Наш поцелуй продлился до начала речи. Уймистер коснулся микрофона, акустика послала нам усиленный динамиками шорох.

— Всего каких-то два часа назад я знал, чего хочу. Сейчас уже не уверен. Ваши руки по локоть в крови, и я не собирался никого жалеть. Достойны смерти. Вот так бы и вывел по одному, через шлюз — шагайте, куда хотите. — Он в паузе ещё разок всмотрелся в лица сидящих. Кивают, улыбаются и слушают только его. Они и про обед, поди, не вспомнят.

Меня точно током шарахнуло:

— Они — как дети малые!

— О чём ты говоришь?

— Присмотрись внимательней.

— Я никого не собираюсь разглядывать, мне довольно тебя.

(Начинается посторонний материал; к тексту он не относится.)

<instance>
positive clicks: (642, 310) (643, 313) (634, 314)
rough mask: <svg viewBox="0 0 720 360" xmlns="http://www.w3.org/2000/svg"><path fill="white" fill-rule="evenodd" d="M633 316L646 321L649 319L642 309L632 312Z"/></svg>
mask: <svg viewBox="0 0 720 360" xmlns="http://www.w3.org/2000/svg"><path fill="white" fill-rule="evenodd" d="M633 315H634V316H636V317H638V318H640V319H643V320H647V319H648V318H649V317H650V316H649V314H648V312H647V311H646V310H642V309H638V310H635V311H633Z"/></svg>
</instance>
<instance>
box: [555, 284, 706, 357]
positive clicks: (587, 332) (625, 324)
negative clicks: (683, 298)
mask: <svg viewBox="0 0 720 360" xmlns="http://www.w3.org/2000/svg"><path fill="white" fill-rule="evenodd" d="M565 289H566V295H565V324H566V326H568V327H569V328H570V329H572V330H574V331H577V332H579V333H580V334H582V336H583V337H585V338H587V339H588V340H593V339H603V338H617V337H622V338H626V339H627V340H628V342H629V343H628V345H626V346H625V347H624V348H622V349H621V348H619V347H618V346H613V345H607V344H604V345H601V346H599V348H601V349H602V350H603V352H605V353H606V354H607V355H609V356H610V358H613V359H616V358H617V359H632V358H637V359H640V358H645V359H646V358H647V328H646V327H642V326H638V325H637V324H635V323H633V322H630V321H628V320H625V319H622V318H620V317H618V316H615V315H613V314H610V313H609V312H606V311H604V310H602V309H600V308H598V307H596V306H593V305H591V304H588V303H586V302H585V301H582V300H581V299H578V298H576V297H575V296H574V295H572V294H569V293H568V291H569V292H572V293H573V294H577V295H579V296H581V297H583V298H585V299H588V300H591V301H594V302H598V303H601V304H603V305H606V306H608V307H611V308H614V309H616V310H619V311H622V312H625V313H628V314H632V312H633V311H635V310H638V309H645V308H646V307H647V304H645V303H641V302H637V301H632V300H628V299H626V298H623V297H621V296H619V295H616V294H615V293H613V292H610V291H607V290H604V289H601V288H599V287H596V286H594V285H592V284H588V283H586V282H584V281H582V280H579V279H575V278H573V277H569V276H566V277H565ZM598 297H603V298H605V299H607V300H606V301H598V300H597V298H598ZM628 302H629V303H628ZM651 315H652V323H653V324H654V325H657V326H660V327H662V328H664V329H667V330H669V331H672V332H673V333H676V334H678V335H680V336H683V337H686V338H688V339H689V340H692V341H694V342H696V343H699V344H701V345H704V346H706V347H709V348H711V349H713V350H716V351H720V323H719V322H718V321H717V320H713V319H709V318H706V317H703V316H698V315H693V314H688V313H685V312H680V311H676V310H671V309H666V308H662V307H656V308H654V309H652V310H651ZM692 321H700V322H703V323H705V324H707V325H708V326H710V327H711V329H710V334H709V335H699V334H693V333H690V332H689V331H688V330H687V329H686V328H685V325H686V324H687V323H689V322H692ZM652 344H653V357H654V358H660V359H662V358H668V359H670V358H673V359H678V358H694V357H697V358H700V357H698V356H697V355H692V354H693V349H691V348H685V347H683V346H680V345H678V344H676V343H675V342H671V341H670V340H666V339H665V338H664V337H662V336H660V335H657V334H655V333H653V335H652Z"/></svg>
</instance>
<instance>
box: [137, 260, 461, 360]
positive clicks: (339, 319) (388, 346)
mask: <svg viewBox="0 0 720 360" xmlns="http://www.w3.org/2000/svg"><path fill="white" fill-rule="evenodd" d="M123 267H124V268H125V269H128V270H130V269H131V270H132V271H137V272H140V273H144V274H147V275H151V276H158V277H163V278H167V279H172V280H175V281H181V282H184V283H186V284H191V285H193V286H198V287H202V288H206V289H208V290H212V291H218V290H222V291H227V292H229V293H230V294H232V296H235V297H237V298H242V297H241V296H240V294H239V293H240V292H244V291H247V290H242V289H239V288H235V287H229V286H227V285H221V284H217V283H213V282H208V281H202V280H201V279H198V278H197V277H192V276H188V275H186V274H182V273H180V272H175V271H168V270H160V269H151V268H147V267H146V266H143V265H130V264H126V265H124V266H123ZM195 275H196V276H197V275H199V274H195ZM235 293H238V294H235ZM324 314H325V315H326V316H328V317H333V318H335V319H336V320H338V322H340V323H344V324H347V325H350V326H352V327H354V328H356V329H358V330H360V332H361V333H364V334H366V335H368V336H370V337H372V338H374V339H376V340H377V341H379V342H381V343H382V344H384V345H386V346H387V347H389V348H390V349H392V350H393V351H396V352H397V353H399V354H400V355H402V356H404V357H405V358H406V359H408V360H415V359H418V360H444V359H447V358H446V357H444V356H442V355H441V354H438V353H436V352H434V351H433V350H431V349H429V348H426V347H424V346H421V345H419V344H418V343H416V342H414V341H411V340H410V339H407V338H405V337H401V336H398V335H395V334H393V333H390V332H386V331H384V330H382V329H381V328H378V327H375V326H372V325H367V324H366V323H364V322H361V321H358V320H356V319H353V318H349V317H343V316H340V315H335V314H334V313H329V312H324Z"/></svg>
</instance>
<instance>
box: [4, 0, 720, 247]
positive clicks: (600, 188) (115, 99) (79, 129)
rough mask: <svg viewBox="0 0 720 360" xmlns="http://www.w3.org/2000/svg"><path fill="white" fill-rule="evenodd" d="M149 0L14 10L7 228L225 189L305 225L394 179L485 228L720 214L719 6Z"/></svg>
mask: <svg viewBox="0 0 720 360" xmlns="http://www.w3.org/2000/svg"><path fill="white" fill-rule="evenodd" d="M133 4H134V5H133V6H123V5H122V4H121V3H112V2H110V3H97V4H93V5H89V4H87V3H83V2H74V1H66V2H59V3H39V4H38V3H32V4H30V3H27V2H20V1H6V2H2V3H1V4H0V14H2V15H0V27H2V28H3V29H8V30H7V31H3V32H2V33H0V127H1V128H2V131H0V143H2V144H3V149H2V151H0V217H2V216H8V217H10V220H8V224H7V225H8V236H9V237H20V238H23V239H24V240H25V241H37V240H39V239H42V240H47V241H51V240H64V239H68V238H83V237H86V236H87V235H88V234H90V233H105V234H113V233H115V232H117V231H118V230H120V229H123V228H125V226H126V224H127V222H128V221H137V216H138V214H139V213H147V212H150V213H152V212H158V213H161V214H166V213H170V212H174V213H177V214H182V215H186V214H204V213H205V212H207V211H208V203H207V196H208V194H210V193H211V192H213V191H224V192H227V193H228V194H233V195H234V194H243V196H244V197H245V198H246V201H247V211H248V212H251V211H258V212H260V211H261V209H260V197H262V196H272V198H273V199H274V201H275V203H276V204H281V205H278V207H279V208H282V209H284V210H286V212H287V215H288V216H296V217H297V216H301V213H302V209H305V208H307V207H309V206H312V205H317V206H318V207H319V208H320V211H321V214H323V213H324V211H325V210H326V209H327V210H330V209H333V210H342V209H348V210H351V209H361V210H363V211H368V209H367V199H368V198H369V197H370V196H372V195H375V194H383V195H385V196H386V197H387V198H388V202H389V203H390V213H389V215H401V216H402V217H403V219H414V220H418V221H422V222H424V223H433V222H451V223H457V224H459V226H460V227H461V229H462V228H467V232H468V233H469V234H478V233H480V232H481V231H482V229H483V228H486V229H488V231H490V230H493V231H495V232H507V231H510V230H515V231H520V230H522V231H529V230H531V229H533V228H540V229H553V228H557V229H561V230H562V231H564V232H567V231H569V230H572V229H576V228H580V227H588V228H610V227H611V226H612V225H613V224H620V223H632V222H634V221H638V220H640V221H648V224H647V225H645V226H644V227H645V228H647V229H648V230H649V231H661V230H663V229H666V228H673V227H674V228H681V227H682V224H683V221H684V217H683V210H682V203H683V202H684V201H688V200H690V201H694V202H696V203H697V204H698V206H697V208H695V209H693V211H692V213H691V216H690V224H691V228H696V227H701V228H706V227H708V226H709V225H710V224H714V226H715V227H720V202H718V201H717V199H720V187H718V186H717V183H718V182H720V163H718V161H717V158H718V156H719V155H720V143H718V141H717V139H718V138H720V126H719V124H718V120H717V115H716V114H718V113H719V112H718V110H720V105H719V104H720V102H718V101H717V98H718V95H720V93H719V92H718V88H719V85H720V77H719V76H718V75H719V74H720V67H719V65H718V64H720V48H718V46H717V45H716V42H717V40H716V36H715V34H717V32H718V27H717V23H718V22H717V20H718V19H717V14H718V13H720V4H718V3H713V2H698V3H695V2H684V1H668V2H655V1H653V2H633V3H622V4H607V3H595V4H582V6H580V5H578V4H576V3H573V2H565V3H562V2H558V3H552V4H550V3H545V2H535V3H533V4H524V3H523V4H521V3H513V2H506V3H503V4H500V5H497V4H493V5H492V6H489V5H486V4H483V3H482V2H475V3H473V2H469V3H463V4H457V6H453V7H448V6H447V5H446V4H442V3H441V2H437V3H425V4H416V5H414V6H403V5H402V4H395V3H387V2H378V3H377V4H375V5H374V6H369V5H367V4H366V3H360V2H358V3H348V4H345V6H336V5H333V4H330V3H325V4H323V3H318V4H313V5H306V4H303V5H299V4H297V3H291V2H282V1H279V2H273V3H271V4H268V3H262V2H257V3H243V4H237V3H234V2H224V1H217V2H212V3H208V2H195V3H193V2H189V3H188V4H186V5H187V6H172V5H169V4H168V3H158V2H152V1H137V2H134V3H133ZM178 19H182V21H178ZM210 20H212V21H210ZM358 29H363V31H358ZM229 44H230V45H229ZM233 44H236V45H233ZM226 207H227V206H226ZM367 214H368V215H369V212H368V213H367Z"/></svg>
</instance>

— Ты потом себе не простишь. Присмотрись, говорю!

Стоило ей исполнить просьбу, как она переменилась в лице. О, боги! — сорвалось с её уст, и она, влекомая неясным желанием, вдруг пошла по рядам. Шла и оглядывалась, чтобы запомнить или сравнить с первым впечатлением… Кого-то она пропускала, касалась лица другого, третьего просто гладила по голове и торопилась дальше. Ей нужно успеть сделать что-то, быть может, именно в эти минуты её наградили правом провести обряд над новыми обитателями вселенной… Ой, что я говорю? Какие они новые?

Всё-таки, новые, — что-то подсказывало мне, именно теперь я правильно расшифровал потоки Силы, которая ходила ходуном под потолком. Неужто где-то решили простить им пролитую кровь и пустили вплавь, по свежему ручью, корабликами малыми?